Tombstone messages tell the UI and transcript to remove these partial messages — it is particularly important to remove incomplete thinking blocks, as they carry model-specific signatures that would cause API errors after falling back to a different model.

Error Suppression and Recovery

Certain API errors are recoverable — the system suppresses them within the streaming loop and attempts recovery after the stream ends:

src/query.ts
TypeScript
1let withheld = false
2if (feature('CONTEXT_COLLAPSE')) {
3 if (contextCollapse?.isWithheldPromptTooLong(message, ...)) {
4 withheld = true
5 }
6}
7if (reactiveCompact?.isWithheldPromptTooLong(message)) {
8 withheld = true
9}
10if (mediaRecoveryEnabled && reactiveCompact?.isWithheldMediaSizeError(message)) {
11 withheld = true
12}
13if (isWithheldMaxOutputTokens(message)) {
14 withheld = true
15}
16if (!withheld) {
17 yield yieldMessage
18}

Suppressed messages still join the assistantMessages array — the recovery logic needs to inspect them. However, they are not sent to SDK consumers, as those consumers (such as desktop applications) might terminate the session upon seeing an error.

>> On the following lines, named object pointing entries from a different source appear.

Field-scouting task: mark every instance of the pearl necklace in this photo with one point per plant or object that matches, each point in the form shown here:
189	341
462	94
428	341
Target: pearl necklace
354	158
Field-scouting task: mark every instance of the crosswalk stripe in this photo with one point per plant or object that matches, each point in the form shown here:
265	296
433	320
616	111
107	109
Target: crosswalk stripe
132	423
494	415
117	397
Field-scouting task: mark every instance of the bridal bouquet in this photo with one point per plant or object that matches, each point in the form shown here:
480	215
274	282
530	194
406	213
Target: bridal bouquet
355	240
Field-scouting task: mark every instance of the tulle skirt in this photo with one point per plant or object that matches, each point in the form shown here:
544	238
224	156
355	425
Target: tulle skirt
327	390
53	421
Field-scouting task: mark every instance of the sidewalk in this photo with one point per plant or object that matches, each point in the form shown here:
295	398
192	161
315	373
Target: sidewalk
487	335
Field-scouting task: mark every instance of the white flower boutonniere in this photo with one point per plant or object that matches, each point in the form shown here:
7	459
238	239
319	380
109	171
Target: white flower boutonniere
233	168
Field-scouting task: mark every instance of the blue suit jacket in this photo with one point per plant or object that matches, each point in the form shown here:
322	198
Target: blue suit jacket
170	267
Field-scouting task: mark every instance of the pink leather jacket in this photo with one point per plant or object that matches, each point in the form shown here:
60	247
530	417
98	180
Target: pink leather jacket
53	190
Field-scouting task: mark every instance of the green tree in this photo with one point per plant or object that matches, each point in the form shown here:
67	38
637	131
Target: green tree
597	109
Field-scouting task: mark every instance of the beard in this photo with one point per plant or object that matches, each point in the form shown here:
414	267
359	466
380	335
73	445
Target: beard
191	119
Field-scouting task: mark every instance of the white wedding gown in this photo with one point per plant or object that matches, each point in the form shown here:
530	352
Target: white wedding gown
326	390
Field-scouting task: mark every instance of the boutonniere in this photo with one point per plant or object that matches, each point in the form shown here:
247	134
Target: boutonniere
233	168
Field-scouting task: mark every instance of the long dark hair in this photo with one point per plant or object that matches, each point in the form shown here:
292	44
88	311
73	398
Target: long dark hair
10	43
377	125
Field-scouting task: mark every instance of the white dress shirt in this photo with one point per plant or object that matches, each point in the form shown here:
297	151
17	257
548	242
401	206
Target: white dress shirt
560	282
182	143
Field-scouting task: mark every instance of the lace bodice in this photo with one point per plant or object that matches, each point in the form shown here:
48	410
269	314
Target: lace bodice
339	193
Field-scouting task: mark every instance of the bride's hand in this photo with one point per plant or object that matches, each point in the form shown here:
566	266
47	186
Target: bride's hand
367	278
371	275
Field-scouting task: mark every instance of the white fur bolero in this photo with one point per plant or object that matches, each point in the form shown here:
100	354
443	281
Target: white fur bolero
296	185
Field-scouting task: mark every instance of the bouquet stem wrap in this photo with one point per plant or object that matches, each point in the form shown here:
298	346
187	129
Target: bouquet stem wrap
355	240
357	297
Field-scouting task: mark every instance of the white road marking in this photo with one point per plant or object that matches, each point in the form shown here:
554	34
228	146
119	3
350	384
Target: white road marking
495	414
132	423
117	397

Request Construction Details

Tool Schema Conversion

Each tool definition needs to be converted to an API-compatible format, including handling of deferred tools:

TypeScript
1// Reference: src/services/api/claude.ts
2import {
3 formatDeferredToolLine,
4 isDeferredTool,
5 TOOL_SEARCH_TOOL_NAME,
6} from '../../tools/ToolSearchTool/prompt.js'

Advisor Mode

When Advisor is enabled, an additional model (such as Opus advising Sonnet) participates in decision-making:

src/services/api/claude.ts
TypeScript
1import {
2 ADVISOR_TOOL_INSTRUCTIONS,
3 getExperimentAdvisorModels,
4 isAdvisorEnabled,
5 isValidAdvisorModel,
6 modelSupportsAdvisor,
7} from 'src/utils/advisor.js'

Session Activity Tracking

During API requests, the session is marked as active, used for resource management in remote environments:

src/services/api/claude.ts
TypeScript
1import {
2 startSessionActivity,
3 stopSessionActivity,
4} from '../../utils/sessionActivity.js'

Summary

Claude Code's API client is a multi-layered defense system:

  • Multi-provider abstraction — unified interface for Anthropic/Bedrock/Vertex/Foundry, configured via environment variables
  • Layered retry — different strategies for different error types (authentication/rate-limiting/overload/connection reset)
  • Intelligent fallback — Fast Mode to standard speed to alternative model, with sound decision logic at each step
  • Streaming error suppression — recoverable errors are not immediately exposed to consumers, giving the system a chance to recover
  • Full-chain cost tracking — from API response to project configuration persistence, with support for session resumption
  • Operational knobs — prompt caching, Fast Mode, retry strategies, and more are all controllable via environment variables and feature flags

The complexity of this system is not accidental — it reflects the reality that production AI applications face: networks are unreliable, services get overloaded, credentials expire, and users need an uninterrupted experience. Every layer of protection corresponds to a real-world failure mode.